Porcelains from Meissen were among the first pieces acquired by George and Helen Gardiner. The museum's collection of European porcelains includes pieces from the 18th and 19th centuries. The museum's holdings of European ceramics from the 18th and early 19th century includes pieces from Austrian, English, French, German, Italian, and Swiss porcelain manufacturers based in Europe; in addition to hausmaler decorated pieces, and commedia dell’arte figurines. The museum's holdings of European porcelains in the 19th century include pieces from Mintons, a producer of hybrid porcelain known as bone china.

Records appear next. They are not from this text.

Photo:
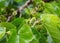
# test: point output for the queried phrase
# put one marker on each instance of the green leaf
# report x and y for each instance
(18, 22)
(50, 22)
(11, 37)
(2, 32)
(25, 34)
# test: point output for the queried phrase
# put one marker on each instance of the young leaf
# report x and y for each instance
(50, 22)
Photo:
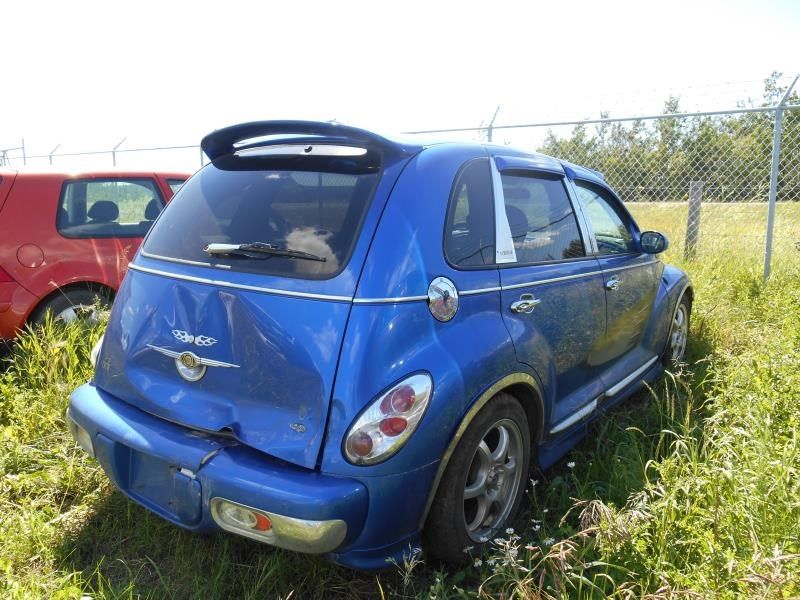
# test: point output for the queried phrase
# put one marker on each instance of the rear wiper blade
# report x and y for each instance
(256, 248)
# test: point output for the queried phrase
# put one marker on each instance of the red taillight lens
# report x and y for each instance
(387, 422)
(393, 426)
(399, 401)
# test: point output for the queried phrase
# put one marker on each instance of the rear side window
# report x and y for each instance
(314, 212)
(108, 208)
(542, 223)
(610, 226)
(469, 234)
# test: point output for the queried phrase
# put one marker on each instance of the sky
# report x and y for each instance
(86, 74)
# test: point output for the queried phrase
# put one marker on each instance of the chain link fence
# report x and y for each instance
(704, 179)
(709, 180)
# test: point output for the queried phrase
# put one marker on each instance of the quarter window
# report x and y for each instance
(108, 208)
(469, 235)
(175, 184)
(610, 230)
(542, 223)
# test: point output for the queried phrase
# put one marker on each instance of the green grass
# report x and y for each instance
(691, 488)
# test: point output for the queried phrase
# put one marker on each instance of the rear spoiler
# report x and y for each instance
(223, 142)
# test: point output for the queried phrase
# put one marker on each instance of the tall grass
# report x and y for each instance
(691, 488)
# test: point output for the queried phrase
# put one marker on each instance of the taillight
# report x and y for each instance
(5, 277)
(388, 421)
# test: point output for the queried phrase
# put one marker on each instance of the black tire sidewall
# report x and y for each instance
(667, 356)
(63, 300)
(445, 537)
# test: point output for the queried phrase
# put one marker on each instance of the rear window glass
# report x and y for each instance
(313, 212)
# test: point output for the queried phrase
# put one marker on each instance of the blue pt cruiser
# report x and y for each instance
(344, 344)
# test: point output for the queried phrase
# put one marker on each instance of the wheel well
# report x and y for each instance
(533, 406)
(92, 286)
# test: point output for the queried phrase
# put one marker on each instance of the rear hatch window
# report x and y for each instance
(294, 223)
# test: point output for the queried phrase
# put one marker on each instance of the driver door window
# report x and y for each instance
(611, 231)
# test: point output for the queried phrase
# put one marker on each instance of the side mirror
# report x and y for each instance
(653, 242)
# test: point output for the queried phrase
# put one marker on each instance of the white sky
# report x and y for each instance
(85, 74)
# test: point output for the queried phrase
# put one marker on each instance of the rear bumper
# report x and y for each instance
(180, 475)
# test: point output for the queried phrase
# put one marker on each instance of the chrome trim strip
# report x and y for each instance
(551, 280)
(626, 267)
(200, 360)
(575, 417)
(480, 291)
(630, 378)
(570, 277)
(239, 286)
(389, 300)
(183, 261)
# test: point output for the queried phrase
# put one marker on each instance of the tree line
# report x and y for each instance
(656, 160)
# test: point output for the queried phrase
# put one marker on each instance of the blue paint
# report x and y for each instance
(311, 354)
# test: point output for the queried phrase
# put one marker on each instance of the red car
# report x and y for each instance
(66, 238)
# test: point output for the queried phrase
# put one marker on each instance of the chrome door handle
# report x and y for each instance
(525, 304)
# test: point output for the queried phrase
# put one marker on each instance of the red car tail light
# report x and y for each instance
(5, 277)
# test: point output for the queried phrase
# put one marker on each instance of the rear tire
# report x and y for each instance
(483, 484)
(675, 351)
(71, 305)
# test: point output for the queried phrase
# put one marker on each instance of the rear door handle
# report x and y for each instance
(613, 283)
(525, 304)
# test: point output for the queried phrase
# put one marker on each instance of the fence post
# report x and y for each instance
(773, 178)
(114, 151)
(491, 125)
(53, 151)
(693, 219)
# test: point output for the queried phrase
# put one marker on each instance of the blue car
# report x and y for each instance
(344, 344)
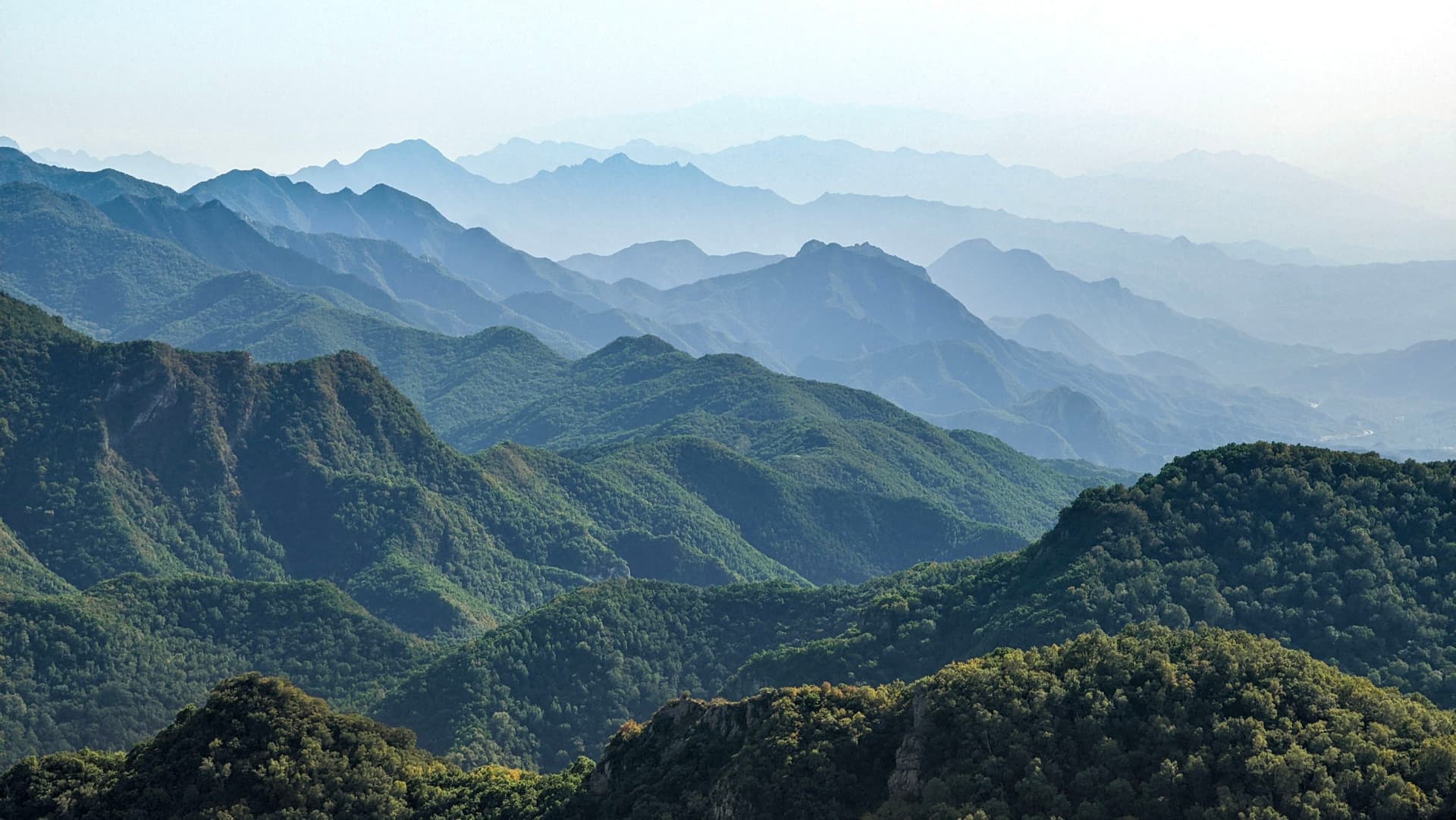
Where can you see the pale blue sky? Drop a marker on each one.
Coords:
(281, 85)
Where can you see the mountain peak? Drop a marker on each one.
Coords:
(813, 247)
(414, 150)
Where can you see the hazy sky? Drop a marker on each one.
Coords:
(283, 85)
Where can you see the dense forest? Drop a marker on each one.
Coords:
(1152, 723)
(1370, 536)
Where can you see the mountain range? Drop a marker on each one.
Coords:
(851, 303)
(1223, 197)
(692, 532)
(618, 201)
(145, 165)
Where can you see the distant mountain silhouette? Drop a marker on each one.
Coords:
(599, 207)
(666, 264)
(145, 165)
(1022, 284)
(1223, 197)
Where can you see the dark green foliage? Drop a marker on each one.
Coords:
(1153, 724)
(66, 255)
(140, 457)
(112, 664)
(1166, 549)
(820, 435)
(262, 749)
(557, 682)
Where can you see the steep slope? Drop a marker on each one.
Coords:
(666, 264)
(1149, 724)
(618, 649)
(287, 755)
(66, 255)
(142, 457)
(1022, 284)
(413, 166)
(1375, 306)
(95, 187)
(823, 435)
(145, 165)
(519, 159)
(1158, 723)
(105, 668)
(1335, 554)
(384, 213)
(218, 237)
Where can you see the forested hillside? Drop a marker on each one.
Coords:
(1337, 554)
(1152, 723)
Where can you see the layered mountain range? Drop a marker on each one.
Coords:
(830, 312)
(723, 528)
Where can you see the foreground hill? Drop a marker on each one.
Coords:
(107, 668)
(1343, 555)
(1153, 723)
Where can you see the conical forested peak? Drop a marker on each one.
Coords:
(629, 348)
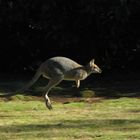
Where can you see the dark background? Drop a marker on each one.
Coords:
(32, 31)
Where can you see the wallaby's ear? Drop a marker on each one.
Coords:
(92, 62)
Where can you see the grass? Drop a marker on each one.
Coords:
(110, 119)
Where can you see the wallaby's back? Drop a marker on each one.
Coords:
(58, 66)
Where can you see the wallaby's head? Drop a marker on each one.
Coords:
(93, 67)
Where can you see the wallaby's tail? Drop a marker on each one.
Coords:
(34, 79)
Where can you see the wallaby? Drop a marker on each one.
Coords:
(57, 69)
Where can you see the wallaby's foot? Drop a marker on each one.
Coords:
(48, 105)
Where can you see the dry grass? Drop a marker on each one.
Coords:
(114, 119)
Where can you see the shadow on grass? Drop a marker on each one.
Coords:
(107, 124)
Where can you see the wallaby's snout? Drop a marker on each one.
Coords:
(94, 67)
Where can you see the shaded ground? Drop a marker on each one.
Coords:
(99, 86)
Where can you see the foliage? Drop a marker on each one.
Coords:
(32, 31)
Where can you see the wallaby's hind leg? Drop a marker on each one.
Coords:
(52, 83)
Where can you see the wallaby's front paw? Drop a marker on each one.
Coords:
(48, 105)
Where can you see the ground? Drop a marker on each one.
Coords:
(105, 110)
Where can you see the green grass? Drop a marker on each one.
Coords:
(112, 119)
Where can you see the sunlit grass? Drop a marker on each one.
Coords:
(113, 119)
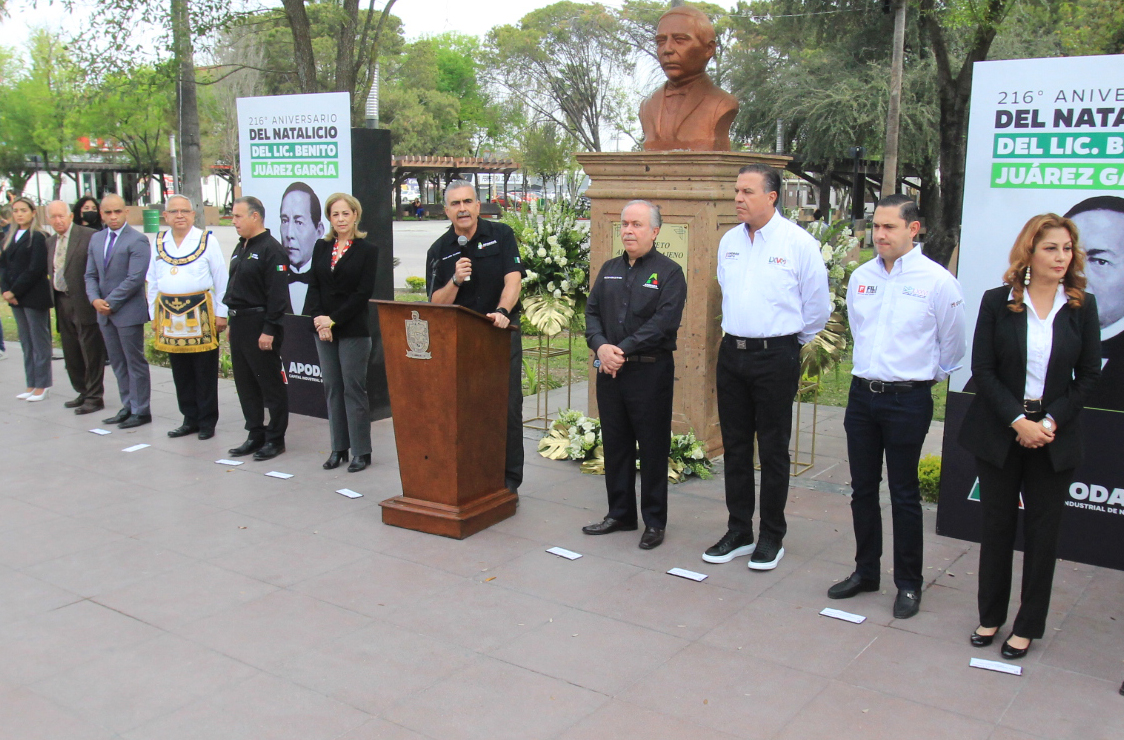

In addition to European porcelains, the museum's collection also includes a variety of porcelains from China, and Japan, including a number of Chinese blue and white porcelains.

==Library==
The museum operates the Gail Brooker Ceramic Research Library within its building, with the library being managed as a part of the University of Toronto Library System. The library was established by the museum in 1988, after George R. Gardiner donated 387 books, engravings, journals, and periodicals relating to the museum. Its holdings has since expanded to include 2,500 volumes.

Although the library is open to the public, its holdings form a part of a non-circulating research collection, with visitors unable to borrow items for use outside the library.

==Programs==
The museum hosts, and organizes a number of travelling exhibitions. In addition to exhibiting ceramic art, the institution also offers educational programming at the museum, including a two-hour drop-in pottery class throughout the year.